Project

General

Profile

action #94949

Failed systemd services alert for openqaworker3 var-lib-openqa-share.automount

Added by cdywan 3 months ago. Updated 3 months ago.

Status:
Resolved
Priority:
High
Assignee:
Target version:
Start date:
2021-06-30
Due date:
% Done:

0%

Estimated time:

Description

2021-06-30 14:48:00 openqaworker3   var-lib-openqa-share.automount  1

Logging into the machine shows this:

> systemctl --failed
  UNIT                           LOAD   ACTIVE SUB    DESCRIPTION                   
● var-lib-openqa-share.automount loaded failed failed var-lib-openqa-share.automount
> systemctl status var-lib-openqa-share.automount
● var-lib-openqa-share.automount
   Loaded: loaded (/etc/fstab; generated; vendor preset: disabled)
   Active: failed (Result: resources) since Tue 2021-06-29 14:12:38 CEST; 24h ago
    Where: /var/lib/openqa/share
     Docs: man:fstab(5)
           man:systemd-fstab-generator(8)

Might be related to #94919 in some way? Unfortunately I can't deduce what caused it from the status.


Related issues

Related to openQA Infrastructure - action #94919: All arm workers down 2021-06-30 , NUE SRV2 Rack A8 was switched off by EngInfra size:SResolved2021-06-30

Related to openQA Infrastructure - action #93964: salt-states CI pipeline deploy step fails on some workers with "Unable to unmount /var/lib/openqa/share: umount.nfs: /var/lib/openqa/share: device is busy."Resolved2021-06-142021-07-27

History

#1 Updated by okurz 3 months ago

  • Related to action #94919: All arm workers down 2021-06-30 , NUE SRV2 Rack A8 was switched off by EngInfra size:S added

#2 Updated by okurz 3 months ago

  • Status changed from New to Blocked
  • Assignee set to okurz
  • Target version set to Ready

Well, the mount point is related to NFS which is related to network so I would say it can be related for sure :)

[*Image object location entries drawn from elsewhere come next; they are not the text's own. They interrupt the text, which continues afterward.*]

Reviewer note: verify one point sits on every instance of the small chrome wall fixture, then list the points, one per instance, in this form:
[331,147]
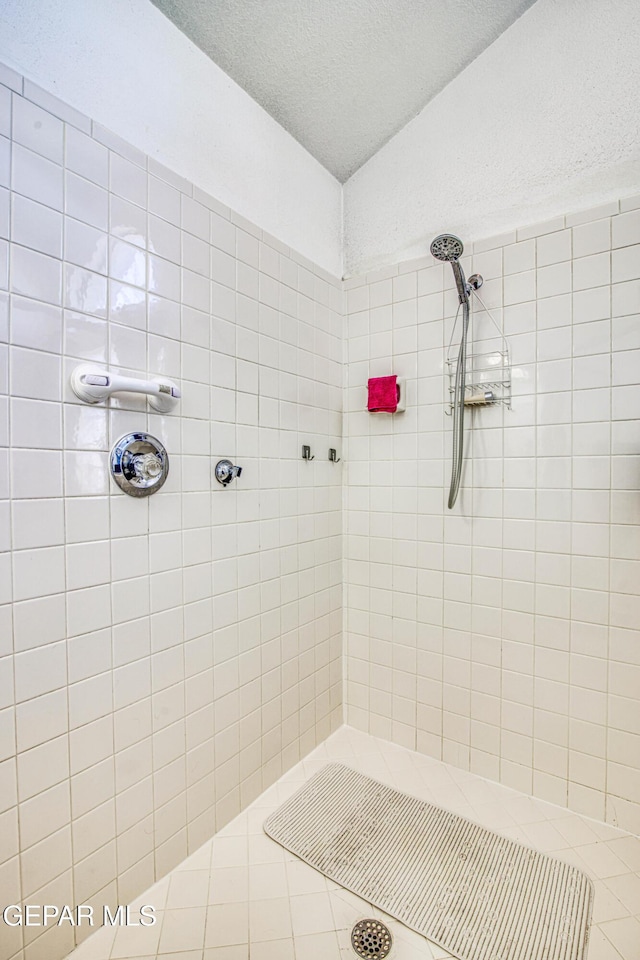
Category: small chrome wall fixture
[139,464]
[226,472]
[95,384]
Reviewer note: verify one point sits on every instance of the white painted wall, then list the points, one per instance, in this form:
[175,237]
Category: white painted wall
[124,64]
[544,121]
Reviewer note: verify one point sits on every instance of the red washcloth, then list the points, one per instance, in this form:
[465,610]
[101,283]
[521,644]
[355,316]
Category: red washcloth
[384,394]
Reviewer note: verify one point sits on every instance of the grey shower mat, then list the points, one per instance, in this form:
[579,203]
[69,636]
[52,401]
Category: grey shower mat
[479,895]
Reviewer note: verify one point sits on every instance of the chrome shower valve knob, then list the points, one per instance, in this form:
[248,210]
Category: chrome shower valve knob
[226,472]
[139,464]
[147,466]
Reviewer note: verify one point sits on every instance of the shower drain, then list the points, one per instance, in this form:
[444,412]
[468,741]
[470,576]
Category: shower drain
[370,938]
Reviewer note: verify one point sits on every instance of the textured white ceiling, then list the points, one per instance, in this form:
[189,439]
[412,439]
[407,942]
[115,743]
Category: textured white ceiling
[343,76]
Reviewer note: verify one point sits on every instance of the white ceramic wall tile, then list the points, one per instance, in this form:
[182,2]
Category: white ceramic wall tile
[112,264]
[552,503]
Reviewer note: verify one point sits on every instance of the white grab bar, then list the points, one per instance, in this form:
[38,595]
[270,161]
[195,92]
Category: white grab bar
[95,384]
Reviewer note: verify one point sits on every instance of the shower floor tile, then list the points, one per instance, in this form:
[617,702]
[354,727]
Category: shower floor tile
[243,897]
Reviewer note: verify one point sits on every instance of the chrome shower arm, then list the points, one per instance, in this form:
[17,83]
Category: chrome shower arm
[461,283]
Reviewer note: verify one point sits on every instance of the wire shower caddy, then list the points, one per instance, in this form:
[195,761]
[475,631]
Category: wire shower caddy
[487,372]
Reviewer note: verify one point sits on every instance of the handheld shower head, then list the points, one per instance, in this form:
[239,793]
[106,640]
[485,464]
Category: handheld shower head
[449,248]
[446,247]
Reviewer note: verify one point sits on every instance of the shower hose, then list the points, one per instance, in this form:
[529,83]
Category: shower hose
[458,410]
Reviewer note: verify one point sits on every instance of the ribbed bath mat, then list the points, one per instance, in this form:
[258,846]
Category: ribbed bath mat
[477,894]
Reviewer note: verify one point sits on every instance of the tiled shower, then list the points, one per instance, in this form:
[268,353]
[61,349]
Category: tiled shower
[503,636]
[165,661]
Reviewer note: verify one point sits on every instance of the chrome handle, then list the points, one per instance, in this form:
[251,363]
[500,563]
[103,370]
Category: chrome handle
[226,472]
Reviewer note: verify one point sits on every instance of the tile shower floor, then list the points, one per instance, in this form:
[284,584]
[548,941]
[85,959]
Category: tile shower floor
[242,897]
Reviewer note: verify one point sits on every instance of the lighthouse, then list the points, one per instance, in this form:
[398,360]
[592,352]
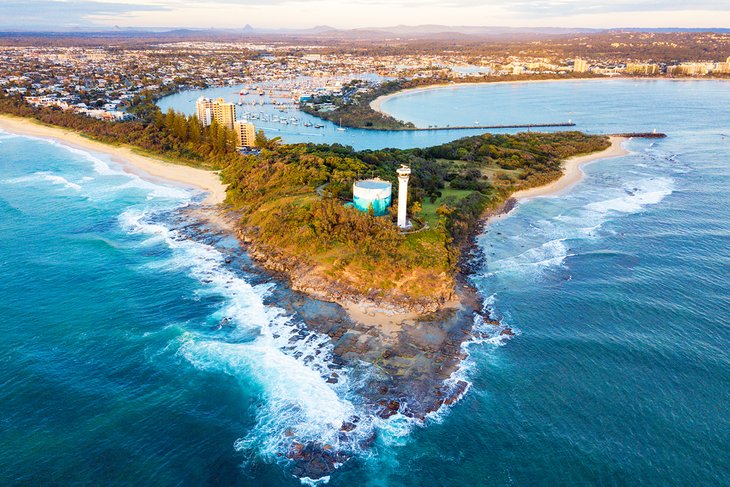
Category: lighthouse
[403,173]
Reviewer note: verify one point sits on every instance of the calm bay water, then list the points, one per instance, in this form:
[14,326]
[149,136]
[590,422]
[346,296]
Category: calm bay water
[118,363]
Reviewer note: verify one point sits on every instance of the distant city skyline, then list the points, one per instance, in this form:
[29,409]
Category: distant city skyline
[62,15]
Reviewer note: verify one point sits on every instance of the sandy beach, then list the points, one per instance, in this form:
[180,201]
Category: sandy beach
[573,171]
[131,161]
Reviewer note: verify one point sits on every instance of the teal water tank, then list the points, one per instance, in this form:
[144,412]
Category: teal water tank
[375,192]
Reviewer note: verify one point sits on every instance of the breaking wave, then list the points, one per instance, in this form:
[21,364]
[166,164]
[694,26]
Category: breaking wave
[288,363]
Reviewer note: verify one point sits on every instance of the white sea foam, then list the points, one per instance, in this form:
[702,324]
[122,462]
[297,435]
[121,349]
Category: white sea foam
[55,179]
[298,403]
[106,168]
[636,196]
[44,176]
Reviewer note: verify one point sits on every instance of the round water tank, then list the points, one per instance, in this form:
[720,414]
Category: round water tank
[375,192]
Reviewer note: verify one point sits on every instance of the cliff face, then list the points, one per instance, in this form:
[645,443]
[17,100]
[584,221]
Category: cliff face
[310,279]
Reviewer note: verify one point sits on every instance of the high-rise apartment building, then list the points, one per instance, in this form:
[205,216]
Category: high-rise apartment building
[245,134]
[581,66]
[204,110]
[222,112]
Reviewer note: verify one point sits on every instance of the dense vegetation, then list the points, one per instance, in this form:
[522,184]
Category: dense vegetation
[452,185]
[354,110]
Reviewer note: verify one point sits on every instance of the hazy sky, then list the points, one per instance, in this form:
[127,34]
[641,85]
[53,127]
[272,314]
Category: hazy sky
[68,14]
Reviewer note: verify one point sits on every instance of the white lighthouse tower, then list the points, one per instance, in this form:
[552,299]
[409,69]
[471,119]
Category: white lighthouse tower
[403,173]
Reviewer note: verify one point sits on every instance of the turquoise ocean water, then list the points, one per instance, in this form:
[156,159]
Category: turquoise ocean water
[134,355]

#3 Updated by mkittler 3 months ago

Ah, now you've assigned yourself to it. I was also looking at the problem. It seems that the normal mount and the automount are interfering with each other:

martchus@openqaworker3:~> sudo systemctl status var-lib-openqa-share.automount
● var-lib-openqa-share.automount
   Loaded: loaded (/etc/fstab; generated; vendor preset: disabled)
   Active: failed (Result: resources) since Tue 2021-06-29 14:12:38 CEST; 1 day 1h ago
    Where: /var/lib/openqa/share
     Docs: man:fstab(5)
           man:systemd-fstab-generator(8)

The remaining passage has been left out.